The PEF granules (approximately 0.5 g), KOH‐in‐MeOH solution (1.25 M, 10 mL), and MeSesamol (10 mL) were charged into a round‐bottom flask. The purity of the applied potassium hydroxide flakes was 89.6 % (Lach‐ner Ltd., Czech Republic). The resulting heterogeneous mixture was stirred magnetically at 1000 rpm for 1 h at room temperature. Next, distilled water (10 mL) was added and the mixture was stirred until the white precipitate had completely dissolved (5 min). The resulting two phases were separated, and MeSesamol was reused in the following reaction cycle. The volatile components of the obtained homogeneous aqueous solution were removed in vacuo. Next, the pH was adjusted to acidic (pH~1) with concentrated hydrochloric acid (2 mL). After pH adjustment, the white precipitate was filtered, washed with distilled water (25 mL) and heptane (25 mL), and dried under a vacuum to obtain white powder of FDCA.

The isolated yield was calculated as

$${\displaystyle Yield\left[\%\right]=\frac{m_{FDCA}}{m_{FDCA,theoretical}}\times 100\%}$$ (1)

where $m_{FDCA}$ and $m_{FDCA,theoretical}$ refer to the actual and theoretical weight of FDCA, respectively. The theoretical weight of FDCA was calculated by the following Equation2

$${\displaystyle m_{FDCA,theoretical}=\frac{m_{PEF}}{182}\times 156}$$ (2)
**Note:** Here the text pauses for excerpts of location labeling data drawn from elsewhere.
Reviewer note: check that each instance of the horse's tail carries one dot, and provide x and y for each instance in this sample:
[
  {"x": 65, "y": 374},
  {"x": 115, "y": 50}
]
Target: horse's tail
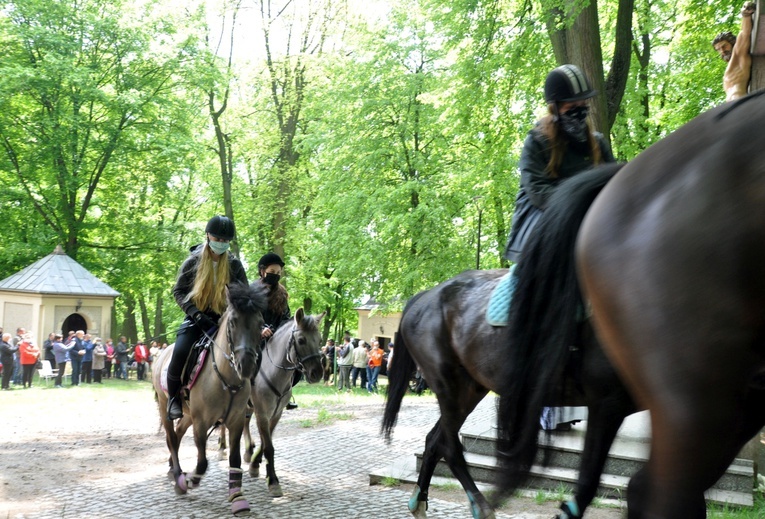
[
  {"x": 543, "y": 319},
  {"x": 401, "y": 370}
]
where $m_{PEF}$ is the initial weight of PEF, 182 and 156 are the molecular weight of the PEF repeating unit and that of FDCA, respectively.

4.4. Experimental Design

The electrochemical oxidation was optimized using Statistica software (TIBCO Software Inc.) at 5 % significance level to perform an analysis of variance (ANOVA). Based on preliminary studies, the effects of three independent variables (i. e., the concentration of HMF and KOH, and the amount of TEMPO catalyst) on the FDCA yield (dependent variable) were investigated.

Conflict of Interests

The authors declare no conflict of interest.

Supporting information

As a service to our authors and readers, this journal provides supporting information supplied by the authors. Such materials are peer reviewed and may be re‐organized for online delivery, but are not copy‐edited or typeset. Technical support issues arising from supporting information (other than missing files) should be addressed to the authors.

Supporting Information

Dargó G., Kis D., Ráduly A., Farkas V., Kupai J., ChemSusChem 2025, 18, e202401190. 10.1002/cssc.202401190

Data Availability Statement

The data that support the findings of this study are available in the supplementary material of this article.